Duke, S., & Bennett, H. (2010). A narrative review of the published ethical debates in palliative care research and an assessment of their adequacy to inform research governance. Palliative medicine, 24(2), 111-126.
The authors explore how the quality of research, along with the available evidence in guiding palliative care largely relies on ethical decisions that inform its conduction, designing, and reporting. Even as there is a lot of published work on the ethical debate of palliative care research, nonetheless, there still lacks in literature a synthesis and exploration of the quality of the central debates. These central debates include moral appropriateness, inclusion, gate-keeping, vulnerability, and research culture. Limited debate exists on research reporting ethics as well as the ethics supporting research leadership. The study offers a framework to enhance a reconciliation of emerging ethical issues in addition to an identification of possible methodological approaches.
Gardiner, C., Barnes, S., Small, N., Gott, M., Payne, S., Seamark, D., & Haplin, D. (2010). Reconciling informed consent and ‘do no harm’: ethical challenges in palliative-care research and practice in chronic obstructive pulmonary disease. Palliat Med,24(5), 469-472
In their paper, the authors emphasizes on the ethical challenges associated with research involving palliative care patients. In this regard, the study discuses these challenges in the form of a pilot study aimed at assessing the needs of the palliative care patients experiencing severe and moderate obstructive pulmonary disease. In the study, the main ethical problems that the subjects were faced with involved issues to do with the application of terminology, and more so the terms ‘chronic obstructive pulmonary disease’ and ‘palliative care’. The impact that the ethical advice given to the patients is also examined and its capability to provide them with a total informed consent.
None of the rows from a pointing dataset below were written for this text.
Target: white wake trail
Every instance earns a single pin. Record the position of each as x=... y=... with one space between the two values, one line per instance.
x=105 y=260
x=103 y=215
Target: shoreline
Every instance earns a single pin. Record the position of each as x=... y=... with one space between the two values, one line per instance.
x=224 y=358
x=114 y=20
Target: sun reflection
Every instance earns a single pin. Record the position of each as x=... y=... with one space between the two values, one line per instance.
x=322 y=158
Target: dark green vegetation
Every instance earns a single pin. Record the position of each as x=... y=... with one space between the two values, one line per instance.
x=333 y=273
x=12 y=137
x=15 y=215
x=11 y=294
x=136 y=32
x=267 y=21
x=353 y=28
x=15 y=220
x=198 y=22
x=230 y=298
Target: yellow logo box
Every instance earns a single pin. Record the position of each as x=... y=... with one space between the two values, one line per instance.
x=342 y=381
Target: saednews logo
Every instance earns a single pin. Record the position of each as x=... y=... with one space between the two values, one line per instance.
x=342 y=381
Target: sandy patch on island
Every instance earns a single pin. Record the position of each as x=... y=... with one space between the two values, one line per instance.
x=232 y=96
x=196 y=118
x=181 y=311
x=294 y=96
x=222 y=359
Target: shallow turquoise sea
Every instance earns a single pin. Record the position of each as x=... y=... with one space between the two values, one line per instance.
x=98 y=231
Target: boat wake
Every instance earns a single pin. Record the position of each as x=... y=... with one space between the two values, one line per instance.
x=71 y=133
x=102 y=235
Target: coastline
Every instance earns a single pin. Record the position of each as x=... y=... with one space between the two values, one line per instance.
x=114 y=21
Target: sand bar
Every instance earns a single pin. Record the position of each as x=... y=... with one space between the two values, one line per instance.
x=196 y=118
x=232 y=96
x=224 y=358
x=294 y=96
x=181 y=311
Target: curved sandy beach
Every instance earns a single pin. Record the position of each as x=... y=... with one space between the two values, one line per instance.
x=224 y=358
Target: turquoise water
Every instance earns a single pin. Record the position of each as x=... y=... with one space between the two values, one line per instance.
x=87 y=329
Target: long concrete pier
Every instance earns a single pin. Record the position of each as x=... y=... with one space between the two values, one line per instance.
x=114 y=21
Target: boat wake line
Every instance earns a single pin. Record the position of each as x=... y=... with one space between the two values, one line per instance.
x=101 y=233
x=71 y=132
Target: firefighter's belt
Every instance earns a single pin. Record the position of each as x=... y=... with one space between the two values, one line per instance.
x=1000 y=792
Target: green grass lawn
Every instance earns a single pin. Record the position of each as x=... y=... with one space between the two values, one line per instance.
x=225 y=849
Jubb, A. (2002). Palliative care research: trading ethics for an evidence base. J Med Ethics, 28, 342-346
In this article, Jubb argues that the evidence of effectiveness is often required in god medical practice to address care deficiencies, justly distribute limited resources, and endeavor for further improvements. However, a scarcity of good evidence often hinders the potential for palliative care. Jubb contends that such circumstances are mainly due to perceived challenges that supposedly categorize dying patients in a special class of their own. The critic by Jubb is an attempt to consider the need for undertaking focused studies with the intention of developing policy and clinical decisions with a view to guiding professionals within the health care sector as they attend to dying patients. The author also examines the principles behind the ethical and practical challenges regarding palliative care research, and regards them as insurmountable and unique. In summary, the review argues that a compassionate application of the ethical principles by investigators in their work is a sign of an endeavor to enhance the quality of palliative care provisions by taking part in research.
Keeley, P. W. (2008). Improving the evidence base in palliative medicine: a moral imperative. J Med Ethics, 34, 757-760.
In his article, Keeley documents the challenges involved in carrying out sound quality effectiveness in as far as palliative medicine is concerned. He further argues that most of the available literature on this topic emphasizes on how vulnerable the population under palliative care is. In this case, Keeley talks of the need to utilize a wider ethical approach to validate undertaking research on the terminally ill. He has also talked of the underutilization of certain themes regarding ethical thoughts in as far as the ethical issues of palliative care research are concerned. On the basis of the modern day evidence base regarding how effective palliative care is, we find ourselves in a somewhat compromised position in which patients under palliative care becomes the unsuspecting subjects of clinical trial, even when they have not given their consent.